In reality, only after Easter will the disciples know how much they were loved. And they will know it even more by the fact of not being present: to the right and to the left of the crucified Lord (it’s interesting that this expression “to the right and the left” occurs in Mark only two times, here and on the cross), in His glory there will be there two thieves. Only then will the disciples know that the gift is gratuitous.

 

The next passage concerns Jesus’ answer: while the disciples make requests related to the imagery of loftiness, of greatness, Jesus, on the contrary, uses images of descent, lowering, and immersion.
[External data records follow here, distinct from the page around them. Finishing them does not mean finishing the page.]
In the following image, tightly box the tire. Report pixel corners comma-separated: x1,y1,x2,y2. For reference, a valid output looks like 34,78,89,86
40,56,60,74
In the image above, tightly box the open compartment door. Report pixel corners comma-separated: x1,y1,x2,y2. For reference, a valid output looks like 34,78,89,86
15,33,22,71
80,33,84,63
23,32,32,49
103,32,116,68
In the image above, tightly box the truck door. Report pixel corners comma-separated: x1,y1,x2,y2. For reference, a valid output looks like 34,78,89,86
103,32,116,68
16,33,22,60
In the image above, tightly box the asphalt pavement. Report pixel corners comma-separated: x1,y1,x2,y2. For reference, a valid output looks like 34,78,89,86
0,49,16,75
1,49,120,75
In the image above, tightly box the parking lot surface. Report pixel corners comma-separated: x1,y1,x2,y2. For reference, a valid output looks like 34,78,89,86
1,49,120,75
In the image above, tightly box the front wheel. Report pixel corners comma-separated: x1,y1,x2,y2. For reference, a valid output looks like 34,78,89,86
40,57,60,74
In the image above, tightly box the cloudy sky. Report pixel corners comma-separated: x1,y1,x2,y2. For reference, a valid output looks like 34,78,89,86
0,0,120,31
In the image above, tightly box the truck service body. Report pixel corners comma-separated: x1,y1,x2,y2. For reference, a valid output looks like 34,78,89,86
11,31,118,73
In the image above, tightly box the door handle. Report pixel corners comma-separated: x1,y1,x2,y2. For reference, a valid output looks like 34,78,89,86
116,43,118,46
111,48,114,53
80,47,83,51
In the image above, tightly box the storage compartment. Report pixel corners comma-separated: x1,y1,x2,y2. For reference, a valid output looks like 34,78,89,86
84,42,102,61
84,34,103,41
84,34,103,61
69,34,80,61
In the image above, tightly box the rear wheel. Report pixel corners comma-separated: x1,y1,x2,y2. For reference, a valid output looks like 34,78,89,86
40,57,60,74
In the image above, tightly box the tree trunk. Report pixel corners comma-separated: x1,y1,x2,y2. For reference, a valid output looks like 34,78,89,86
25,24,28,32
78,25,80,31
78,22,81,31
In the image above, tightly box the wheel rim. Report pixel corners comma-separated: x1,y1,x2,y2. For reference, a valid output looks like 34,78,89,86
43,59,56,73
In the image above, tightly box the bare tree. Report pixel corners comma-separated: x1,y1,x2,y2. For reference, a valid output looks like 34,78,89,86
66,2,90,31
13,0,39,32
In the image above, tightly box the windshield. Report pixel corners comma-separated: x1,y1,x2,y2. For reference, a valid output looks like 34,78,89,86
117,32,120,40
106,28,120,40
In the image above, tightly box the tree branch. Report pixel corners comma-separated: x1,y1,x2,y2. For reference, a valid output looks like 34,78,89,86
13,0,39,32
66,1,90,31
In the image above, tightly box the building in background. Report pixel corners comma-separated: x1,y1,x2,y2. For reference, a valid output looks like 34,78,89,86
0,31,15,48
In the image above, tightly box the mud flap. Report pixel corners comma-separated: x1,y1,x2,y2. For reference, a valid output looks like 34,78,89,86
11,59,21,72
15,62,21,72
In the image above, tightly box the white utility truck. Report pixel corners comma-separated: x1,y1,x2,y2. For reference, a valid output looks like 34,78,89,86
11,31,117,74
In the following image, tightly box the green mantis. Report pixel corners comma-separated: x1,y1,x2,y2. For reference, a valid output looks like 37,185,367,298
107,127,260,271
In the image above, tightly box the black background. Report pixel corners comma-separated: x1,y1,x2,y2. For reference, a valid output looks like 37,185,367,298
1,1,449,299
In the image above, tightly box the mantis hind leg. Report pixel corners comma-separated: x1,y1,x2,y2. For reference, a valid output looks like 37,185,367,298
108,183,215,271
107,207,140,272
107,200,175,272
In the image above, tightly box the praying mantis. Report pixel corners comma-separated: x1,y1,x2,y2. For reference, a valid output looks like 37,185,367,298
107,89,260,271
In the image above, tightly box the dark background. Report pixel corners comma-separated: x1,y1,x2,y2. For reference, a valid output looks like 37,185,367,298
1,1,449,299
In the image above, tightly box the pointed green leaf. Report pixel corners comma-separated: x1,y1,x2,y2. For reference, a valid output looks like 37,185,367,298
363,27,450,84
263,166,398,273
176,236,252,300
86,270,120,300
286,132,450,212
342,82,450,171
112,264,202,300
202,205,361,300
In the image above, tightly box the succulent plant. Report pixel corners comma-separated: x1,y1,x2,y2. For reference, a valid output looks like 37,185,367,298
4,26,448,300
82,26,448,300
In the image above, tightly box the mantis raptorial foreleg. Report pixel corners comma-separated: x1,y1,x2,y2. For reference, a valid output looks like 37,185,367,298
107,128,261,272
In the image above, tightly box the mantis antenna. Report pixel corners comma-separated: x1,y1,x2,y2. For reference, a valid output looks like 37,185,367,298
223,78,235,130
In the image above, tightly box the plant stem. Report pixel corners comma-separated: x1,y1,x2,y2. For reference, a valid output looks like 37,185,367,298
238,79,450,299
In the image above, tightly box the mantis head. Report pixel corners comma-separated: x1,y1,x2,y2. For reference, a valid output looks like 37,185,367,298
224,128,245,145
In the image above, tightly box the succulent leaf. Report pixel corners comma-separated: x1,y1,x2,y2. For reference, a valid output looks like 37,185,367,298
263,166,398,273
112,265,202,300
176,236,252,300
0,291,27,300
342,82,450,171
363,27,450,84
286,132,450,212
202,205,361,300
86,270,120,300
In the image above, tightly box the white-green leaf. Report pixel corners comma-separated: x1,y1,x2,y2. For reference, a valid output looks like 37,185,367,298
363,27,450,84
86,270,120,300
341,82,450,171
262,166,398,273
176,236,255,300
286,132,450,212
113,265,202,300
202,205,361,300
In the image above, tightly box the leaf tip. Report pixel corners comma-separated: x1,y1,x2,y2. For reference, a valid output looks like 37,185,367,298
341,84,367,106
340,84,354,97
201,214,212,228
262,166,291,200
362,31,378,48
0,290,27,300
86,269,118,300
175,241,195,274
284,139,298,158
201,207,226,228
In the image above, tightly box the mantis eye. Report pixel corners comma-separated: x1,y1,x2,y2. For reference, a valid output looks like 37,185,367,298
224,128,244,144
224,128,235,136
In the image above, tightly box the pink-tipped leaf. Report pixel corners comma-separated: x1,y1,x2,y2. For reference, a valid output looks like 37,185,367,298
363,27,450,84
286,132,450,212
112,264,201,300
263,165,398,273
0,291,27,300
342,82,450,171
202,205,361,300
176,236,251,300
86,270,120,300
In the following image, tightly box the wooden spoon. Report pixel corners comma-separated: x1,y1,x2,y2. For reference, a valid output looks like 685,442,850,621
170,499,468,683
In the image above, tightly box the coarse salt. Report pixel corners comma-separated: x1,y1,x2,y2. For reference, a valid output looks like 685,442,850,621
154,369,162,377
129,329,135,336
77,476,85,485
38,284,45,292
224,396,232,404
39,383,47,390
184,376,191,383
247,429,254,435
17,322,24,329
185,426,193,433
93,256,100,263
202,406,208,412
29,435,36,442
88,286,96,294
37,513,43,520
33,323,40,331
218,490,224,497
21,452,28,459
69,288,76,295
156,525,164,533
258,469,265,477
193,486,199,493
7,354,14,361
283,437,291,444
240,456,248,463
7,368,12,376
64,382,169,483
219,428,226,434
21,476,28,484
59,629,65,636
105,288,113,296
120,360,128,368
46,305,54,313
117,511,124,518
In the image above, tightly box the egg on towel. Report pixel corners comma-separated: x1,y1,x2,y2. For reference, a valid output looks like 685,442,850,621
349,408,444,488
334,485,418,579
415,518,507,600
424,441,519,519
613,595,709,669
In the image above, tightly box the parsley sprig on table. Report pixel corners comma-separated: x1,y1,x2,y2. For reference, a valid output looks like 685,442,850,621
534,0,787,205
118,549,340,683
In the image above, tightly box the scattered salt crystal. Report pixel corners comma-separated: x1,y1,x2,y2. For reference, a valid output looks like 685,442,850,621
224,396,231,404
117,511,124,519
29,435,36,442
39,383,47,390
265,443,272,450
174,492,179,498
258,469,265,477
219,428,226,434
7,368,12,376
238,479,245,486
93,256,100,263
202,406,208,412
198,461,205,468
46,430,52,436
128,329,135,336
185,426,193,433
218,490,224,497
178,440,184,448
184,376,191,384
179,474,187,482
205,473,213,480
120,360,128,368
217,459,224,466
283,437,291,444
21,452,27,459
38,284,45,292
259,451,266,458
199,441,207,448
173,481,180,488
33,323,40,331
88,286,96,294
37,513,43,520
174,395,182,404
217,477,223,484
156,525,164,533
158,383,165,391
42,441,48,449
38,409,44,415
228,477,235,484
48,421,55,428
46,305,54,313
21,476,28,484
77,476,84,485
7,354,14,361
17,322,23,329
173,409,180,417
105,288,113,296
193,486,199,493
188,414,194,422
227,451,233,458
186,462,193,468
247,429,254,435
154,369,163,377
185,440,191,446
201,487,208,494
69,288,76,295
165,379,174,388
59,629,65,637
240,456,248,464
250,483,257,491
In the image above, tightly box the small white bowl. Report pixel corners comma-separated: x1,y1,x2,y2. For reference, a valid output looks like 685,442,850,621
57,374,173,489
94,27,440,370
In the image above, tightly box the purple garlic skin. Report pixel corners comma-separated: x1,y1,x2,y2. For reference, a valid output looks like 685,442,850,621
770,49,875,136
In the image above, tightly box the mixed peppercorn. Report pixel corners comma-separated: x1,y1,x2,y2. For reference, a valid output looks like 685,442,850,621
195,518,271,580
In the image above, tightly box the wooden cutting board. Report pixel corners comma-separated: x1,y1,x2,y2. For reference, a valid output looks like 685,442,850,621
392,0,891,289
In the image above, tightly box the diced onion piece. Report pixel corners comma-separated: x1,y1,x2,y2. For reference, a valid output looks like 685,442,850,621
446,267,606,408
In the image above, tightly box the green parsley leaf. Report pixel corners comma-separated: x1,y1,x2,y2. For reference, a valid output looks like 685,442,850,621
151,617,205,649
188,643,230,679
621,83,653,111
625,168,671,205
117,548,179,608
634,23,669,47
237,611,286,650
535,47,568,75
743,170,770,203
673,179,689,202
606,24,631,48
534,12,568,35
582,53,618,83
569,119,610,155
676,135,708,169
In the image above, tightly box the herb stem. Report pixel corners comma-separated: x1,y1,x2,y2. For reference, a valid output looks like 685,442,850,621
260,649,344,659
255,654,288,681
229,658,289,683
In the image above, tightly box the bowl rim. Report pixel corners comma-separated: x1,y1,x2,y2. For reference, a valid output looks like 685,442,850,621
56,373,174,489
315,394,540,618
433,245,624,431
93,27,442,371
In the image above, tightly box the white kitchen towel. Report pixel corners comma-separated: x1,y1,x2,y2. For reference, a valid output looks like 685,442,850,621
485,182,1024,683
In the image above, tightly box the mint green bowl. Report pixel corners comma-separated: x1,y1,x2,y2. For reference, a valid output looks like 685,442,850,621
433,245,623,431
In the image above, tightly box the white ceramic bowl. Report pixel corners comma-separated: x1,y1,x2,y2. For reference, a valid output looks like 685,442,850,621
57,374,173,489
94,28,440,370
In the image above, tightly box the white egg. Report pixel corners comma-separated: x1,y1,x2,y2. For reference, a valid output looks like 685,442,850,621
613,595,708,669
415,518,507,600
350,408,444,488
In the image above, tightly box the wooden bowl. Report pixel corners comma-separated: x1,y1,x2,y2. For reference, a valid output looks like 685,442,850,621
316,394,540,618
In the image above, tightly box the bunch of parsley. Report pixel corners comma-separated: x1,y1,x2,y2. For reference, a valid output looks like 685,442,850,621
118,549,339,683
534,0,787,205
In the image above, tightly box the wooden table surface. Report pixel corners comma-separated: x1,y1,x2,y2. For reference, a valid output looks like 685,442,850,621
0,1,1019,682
To say that true glory is not at the top, but as low as possible, bowing at the feet of a brother in a humble gesture of service.

 

One encounters glory by lowering and losing oneself, precisely the opposite of how one would humanly expect.

 

And if the way of life of the two brothers is exclusive and disruptive, that of Jesus creates communion and leads to encounter: it is living for others, and not for ourselves, the price of the Cross.

 

We can approach this passage in the account of the temptations of Jesus in the desert: also in that context Jesus is put to the test and called to choose between the ephemeral glory of the world and that given by the Father; and there Jesus will learn to ask the Father for real glory, as He will often repeat in John, chapter 17, where the glory that Jesus asks does not belong to the symbolism of power and supremacy, but only of love.